Sainath.Srinivasan · Post by **Sainath.Srinivasan** » Thu Apr 02, 2009 3:08 am

You can compress using normal OS commands.

Compression ratio depends on the content - just like the text files.

Before going down that route, did you try clearing unwanted and "expired" datasets.

Scope · Post by **Scope** » Thu Apr 02, 2009 3:33 am

You cannot compress the dataset. Only the descriptor file will be created in directory where you trying to create the dataset. The data will be stored in the resource disk (path mentioned in configuration file) in internal format.

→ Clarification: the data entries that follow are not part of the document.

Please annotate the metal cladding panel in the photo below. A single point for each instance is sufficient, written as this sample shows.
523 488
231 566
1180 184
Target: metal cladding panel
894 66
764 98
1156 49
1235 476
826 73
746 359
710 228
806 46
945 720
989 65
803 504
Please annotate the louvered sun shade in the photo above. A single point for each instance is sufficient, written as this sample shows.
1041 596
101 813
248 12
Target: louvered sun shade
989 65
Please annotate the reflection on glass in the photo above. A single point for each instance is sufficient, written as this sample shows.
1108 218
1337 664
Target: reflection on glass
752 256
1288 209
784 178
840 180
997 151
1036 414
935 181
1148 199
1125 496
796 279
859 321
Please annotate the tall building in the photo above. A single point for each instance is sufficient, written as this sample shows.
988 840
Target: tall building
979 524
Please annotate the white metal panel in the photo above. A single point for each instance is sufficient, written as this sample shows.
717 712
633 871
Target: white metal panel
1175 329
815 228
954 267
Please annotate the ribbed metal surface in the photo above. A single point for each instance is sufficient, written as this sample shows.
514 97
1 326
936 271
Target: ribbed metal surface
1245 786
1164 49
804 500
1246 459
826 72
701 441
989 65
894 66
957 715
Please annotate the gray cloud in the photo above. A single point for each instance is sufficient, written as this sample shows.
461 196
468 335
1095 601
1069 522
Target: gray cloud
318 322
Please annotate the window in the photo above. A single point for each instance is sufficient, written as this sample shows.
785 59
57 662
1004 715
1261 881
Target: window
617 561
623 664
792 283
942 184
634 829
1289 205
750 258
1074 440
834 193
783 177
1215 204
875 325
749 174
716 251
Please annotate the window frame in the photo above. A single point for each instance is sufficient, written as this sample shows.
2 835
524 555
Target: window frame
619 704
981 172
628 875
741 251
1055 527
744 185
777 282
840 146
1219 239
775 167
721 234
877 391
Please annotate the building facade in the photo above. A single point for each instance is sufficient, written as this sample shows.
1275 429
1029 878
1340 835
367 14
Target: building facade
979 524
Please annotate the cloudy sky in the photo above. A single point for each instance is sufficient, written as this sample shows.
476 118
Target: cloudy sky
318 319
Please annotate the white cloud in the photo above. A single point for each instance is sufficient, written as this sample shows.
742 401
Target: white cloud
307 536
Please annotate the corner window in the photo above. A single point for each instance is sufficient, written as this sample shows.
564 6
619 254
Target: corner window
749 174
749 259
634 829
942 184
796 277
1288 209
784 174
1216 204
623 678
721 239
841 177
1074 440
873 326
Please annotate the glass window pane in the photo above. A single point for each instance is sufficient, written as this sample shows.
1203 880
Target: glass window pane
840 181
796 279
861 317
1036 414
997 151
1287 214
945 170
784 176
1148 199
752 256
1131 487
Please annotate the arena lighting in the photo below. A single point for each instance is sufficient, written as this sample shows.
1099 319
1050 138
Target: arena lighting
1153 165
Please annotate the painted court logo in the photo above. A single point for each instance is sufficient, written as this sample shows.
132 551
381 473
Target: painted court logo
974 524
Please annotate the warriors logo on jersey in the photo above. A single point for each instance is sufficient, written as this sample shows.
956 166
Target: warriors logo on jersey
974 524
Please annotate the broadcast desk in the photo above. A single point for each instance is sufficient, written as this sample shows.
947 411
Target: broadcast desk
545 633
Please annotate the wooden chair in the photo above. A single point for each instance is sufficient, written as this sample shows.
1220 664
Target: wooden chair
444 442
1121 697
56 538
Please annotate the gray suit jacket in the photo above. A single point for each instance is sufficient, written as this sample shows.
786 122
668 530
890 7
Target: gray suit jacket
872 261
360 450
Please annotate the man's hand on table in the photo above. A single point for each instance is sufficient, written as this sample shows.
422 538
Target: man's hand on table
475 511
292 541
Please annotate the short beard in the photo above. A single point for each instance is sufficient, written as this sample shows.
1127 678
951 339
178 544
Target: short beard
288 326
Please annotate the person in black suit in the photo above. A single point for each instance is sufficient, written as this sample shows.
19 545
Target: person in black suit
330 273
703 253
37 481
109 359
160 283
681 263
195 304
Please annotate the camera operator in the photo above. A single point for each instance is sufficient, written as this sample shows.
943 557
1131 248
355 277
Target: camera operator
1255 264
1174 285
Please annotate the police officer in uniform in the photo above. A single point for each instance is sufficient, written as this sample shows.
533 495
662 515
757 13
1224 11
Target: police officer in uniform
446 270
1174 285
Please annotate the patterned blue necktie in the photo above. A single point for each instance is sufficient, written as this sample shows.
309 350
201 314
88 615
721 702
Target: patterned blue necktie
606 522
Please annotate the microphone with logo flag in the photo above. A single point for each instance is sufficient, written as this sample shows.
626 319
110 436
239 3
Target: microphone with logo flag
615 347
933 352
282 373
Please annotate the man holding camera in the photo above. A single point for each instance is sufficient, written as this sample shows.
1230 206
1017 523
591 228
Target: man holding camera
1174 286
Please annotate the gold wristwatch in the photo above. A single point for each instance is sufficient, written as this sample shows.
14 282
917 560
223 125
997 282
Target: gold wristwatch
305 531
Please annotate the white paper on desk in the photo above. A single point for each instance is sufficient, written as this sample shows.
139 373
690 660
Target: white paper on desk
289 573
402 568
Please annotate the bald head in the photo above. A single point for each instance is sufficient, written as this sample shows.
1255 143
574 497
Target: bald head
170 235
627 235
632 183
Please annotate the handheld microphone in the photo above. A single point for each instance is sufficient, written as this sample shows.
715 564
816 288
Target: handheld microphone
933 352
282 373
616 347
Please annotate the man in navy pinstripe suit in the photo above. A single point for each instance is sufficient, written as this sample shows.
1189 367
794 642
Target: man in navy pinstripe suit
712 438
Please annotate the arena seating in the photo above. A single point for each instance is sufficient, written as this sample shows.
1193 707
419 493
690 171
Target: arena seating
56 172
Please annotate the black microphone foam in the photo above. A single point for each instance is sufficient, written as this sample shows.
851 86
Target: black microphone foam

ray.wurlod · Post by **ray.wurlod** » Thu Apr 02, 2009 5:21 am

You can compress a Data Set (you have to work out where all its data files are, of course) and doing so renders it unusable by DataStage. The gains are negligible because data are already in binary form within a Data Set.

Sainath.Srinivasan · Post by **Sainath.Srinivasan** » Mon Apr 06, 2009 4:37 am

Even though I wish to differ from Ray that Datasets can be compressed but agree that the benefits are not huge.

Sainath.Srinivasan · Post by **Sainath.Srinivasan** » Mon Apr 06, 2009 4:39 am

Even though I wish to differ from Ray that Datasets can be compressed but agree that the benefits are not huge.

As mentioned before, you may gain by organising it better.

sima79 · Post by **sima79** » Mon Apr 06, 2009 6:24 am

You can compress data using the "compress" stage without having to land the dataset to disk then compress. I suggest that the original poster create a couple of sample jobs, one with the compress stage and one without.

Code: Select all

e.g. source stage -> compress stage -> dataset stage

Run the job and find where the dataset persists its data on disk as defined in the configuration file or in the dataset descriptor file. Compare the sizes. I have managed to get some reasonable space saving (we are not talking huge) using the compress stage in particular using the g-zip setting. Note: nothing is free. You will be sacrificing performance for some space savings. You will also need to decompress the data before using it again using the "expand" stage.